The current standard lithium-ion battery contains an electrolyte of a lithium salt in a liquid organic solvent. Such batteries pose a serious safety risk due to the use of these liquid organics as they are flammable and volatile; thus, any leakage poses a potential hazard. An option to make such batteries safer would be to rather use a solid electrolyte which allows lithium-ion transport through the solid instead of through the liquid, so-called solid-state batteries.
Development of solid-state battery technology with electrolytes that are made of ceramic materials can give fast-charging batteries that are inherently fire-proof, safe during use and tolerant to temperatures. This is of high priority both for use in automobiles, mobile phones, portable laptops, as well as larger household appliances like powerwall battery systems for houses.

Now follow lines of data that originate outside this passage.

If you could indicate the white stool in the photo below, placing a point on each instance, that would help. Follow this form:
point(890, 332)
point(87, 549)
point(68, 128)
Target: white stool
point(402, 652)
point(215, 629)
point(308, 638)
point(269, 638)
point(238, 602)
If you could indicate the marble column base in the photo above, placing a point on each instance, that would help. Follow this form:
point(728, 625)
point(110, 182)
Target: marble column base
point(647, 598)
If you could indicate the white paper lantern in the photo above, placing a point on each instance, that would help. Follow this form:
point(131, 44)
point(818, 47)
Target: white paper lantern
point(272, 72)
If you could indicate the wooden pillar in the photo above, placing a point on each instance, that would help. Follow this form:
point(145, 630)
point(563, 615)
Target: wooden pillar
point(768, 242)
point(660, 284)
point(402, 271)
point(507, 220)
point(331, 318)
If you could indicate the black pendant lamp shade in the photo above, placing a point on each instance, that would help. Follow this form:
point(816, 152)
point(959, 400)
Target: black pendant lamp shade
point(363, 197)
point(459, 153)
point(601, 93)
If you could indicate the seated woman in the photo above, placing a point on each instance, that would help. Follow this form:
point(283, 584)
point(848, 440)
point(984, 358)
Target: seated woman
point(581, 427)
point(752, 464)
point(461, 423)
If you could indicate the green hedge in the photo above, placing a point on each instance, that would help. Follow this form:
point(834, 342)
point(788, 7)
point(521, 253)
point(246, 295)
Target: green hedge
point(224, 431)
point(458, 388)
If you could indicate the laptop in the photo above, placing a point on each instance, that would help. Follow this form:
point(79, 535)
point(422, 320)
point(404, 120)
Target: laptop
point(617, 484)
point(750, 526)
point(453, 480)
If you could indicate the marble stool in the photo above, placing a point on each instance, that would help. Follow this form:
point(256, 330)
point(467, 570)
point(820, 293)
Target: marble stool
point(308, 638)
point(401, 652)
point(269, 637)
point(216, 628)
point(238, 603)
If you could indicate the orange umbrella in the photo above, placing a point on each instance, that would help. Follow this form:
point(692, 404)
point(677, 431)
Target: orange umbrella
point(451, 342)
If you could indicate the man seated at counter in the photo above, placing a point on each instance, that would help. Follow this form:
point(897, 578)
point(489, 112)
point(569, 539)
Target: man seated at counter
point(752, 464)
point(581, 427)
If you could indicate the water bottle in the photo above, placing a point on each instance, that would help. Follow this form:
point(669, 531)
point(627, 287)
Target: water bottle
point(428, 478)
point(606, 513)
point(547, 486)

However, such solid-state batteries are challenging to manufacture. For instance, long heat treatment steps at elevated temperatures cause loss of lithium due to volatilization, leading to a reduced conductivity.

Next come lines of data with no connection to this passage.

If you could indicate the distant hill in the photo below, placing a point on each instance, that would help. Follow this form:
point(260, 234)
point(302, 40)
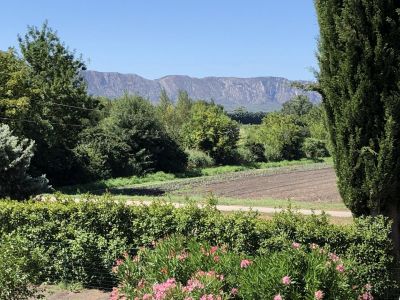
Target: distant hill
point(256, 94)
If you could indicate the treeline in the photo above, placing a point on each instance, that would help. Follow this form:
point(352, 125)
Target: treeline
point(52, 127)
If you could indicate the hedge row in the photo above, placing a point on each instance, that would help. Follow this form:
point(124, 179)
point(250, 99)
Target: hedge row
point(80, 241)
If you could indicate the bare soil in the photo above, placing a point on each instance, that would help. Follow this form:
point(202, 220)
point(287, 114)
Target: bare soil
point(303, 185)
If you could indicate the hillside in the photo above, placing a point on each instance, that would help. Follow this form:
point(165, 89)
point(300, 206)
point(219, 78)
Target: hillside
point(258, 93)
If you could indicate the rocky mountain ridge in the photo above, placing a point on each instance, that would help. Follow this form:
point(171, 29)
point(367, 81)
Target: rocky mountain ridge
point(255, 94)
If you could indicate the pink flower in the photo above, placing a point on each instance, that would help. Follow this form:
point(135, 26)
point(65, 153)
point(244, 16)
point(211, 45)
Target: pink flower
point(141, 284)
point(245, 263)
point(319, 295)
point(183, 256)
point(213, 249)
point(333, 257)
point(192, 284)
point(160, 290)
point(340, 268)
point(366, 296)
point(114, 294)
point(210, 297)
point(286, 280)
point(234, 291)
point(295, 245)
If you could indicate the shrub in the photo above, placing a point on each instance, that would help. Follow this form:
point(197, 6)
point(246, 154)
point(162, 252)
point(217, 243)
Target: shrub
point(180, 268)
point(315, 149)
point(15, 159)
point(149, 147)
point(199, 159)
point(251, 153)
point(80, 241)
point(19, 268)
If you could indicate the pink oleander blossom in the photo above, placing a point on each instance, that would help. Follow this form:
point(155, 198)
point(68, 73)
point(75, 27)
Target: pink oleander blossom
point(286, 280)
point(213, 249)
point(366, 296)
point(278, 297)
point(340, 268)
point(245, 263)
point(295, 245)
point(333, 257)
point(161, 290)
point(319, 295)
point(210, 297)
point(192, 284)
point(210, 274)
point(114, 294)
point(183, 256)
point(234, 291)
point(147, 297)
point(368, 287)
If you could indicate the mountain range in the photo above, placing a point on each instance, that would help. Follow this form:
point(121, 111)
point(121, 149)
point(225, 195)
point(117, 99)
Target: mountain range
point(255, 94)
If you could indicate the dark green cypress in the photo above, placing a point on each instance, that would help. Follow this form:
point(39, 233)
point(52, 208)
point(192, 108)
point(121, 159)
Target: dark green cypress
point(359, 79)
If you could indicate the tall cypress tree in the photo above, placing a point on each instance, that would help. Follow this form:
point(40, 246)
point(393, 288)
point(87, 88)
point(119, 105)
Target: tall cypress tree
point(359, 79)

In the LASIBAT project, the objective is to develop a novel manufacturing process for solid-state batteries based on using laser to densify the ceramic electrolyte material at high temperature ("sintering"). Laser sintering will significantly reduce the heat treatment time and avoid lithium volatilization and the formation of unwanted phases, while also reducing the manufacturing time and cost. The LASIBAT project has five partners of which two are from Norway (Cerpotech and SINTEF).
The performance of conventional lithium-ion batteries is hindered by some technical and safety limitations. An alternative is the solid-state battery, where a solid electrolyte layer replaces the organic solvent and the separator. However, solid-state batteries are challenging to manufacture. Long sintering steps at high temperatures can cause reduced electrochemical performance. In LASIBAT, a scalable inline laser sintering process is developed for the manufacturing of solid-state batteries. Functional ceramic materials are adapted to the new and comparably fast laser sintering method. The new processing method is highly relevant for use in production of solid-state lithium-ion batteries for automobile applications or portable devices. The project will provide knowledge about the manufacturing of solid-state battery materials which creates great market potential for European battery manufacturers as well as companies producing and developing laser system technology.